Rev Chris ChandlerBy Rev. Christopher Chandler

As we plan development of a meaningful ministry to those with special needs, a thoughtful Biblical and practical theology should be simultaneously developed to sustain us in this adventure. During the next several weeks, this is my hope, in sharing with you the words of several authors who are influencing my own thoughts in this arena of faith-formation. As I mentioned this past Sunday (6/30), some of my current reading includes a lecture series by Stanley Hauerwas (professor of Theological Ethics at Duke Divinity) and Jean Vanier (founder of the L’arche Communities) offered in Aberdeen, Scotland, in 2008. As these excerpts have shaped my personal outlook, my hope is they may begin to shape yours, as well. This first selection comes from the preface to this lecture series published in book form and arranged by John Swinton:

“In our Western society we develop policies and practices that welcome people with disabilities into the world (schools, workplaces) offering them rights and responsibilities, and at precisely the same time we develop forms of genetic technology designed to prevent them from entering society in the first place.  If Vanier is correct that in France within the next few years there will be no children born with Down syndrome because they will all have been aborted, then something is deeply wrong with our society.  As my friend John, who has Down syndrome, puts it, ‘That doesn’t make us feel very welcome, does it?’ And he’s right. Stanley Hauerwas correctly points out . . . that one of the real dangers for people with disabilities in the Western Hemisphere is compassion! Our desire to alleviate perceived suffering in the name of compassion easily leads to the destruction of people whom God has created and loves beyond all things. . . . I suspect that the question of precisely whose ‘suffering’ we are alleviating in aborting children with disabilities will depend on whom we ask. It is rare for our society to take the time to ask people with disabilities. How odd.”

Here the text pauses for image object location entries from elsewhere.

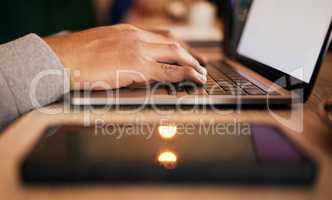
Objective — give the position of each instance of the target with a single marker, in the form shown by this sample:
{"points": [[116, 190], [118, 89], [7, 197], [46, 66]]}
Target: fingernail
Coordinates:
{"points": [[203, 78]]}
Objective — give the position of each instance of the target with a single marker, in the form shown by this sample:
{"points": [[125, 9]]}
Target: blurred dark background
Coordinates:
{"points": [[47, 17]]}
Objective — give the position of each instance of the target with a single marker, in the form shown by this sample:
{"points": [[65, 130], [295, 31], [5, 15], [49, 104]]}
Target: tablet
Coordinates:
{"points": [[166, 153]]}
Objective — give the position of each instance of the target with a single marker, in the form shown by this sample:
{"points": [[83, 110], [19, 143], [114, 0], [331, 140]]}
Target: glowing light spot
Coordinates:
{"points": [[168, 159], [167, 132]]}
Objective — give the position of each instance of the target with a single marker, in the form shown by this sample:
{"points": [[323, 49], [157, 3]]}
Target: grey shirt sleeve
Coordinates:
{"points": [[31, 75]]}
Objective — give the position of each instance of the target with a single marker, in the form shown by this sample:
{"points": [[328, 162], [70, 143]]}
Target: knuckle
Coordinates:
{"points": [[189, 71], [174, 47]]}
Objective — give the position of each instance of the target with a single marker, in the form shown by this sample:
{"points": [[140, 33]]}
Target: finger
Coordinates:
{"points": [[174, 74], [172, 54], [201, 59]]}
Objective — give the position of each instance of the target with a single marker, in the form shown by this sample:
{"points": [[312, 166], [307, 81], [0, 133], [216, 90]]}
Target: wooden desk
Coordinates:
{"points": [[316, 139]]}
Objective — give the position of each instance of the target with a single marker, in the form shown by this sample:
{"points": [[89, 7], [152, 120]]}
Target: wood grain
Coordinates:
{"points": [[316, 138]]}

Something to think about . . .

For you created my inmost being; you knit me together in my mother’s womb. I praise you because I am fearfully and wonderfully made; your works are wonderful, I know that full well.  My frame was not hidden from you when I was made in the secret place, when I was woven together in the depths of the earth. Your eyes saw my unformed body; all the days ordained for me were written in your book before one of them came to be. How precious to me are your thoughts, God! How vast is the sum of them! Were I to count them, they would outnumber the grains of sand – when I awake, I am still with you.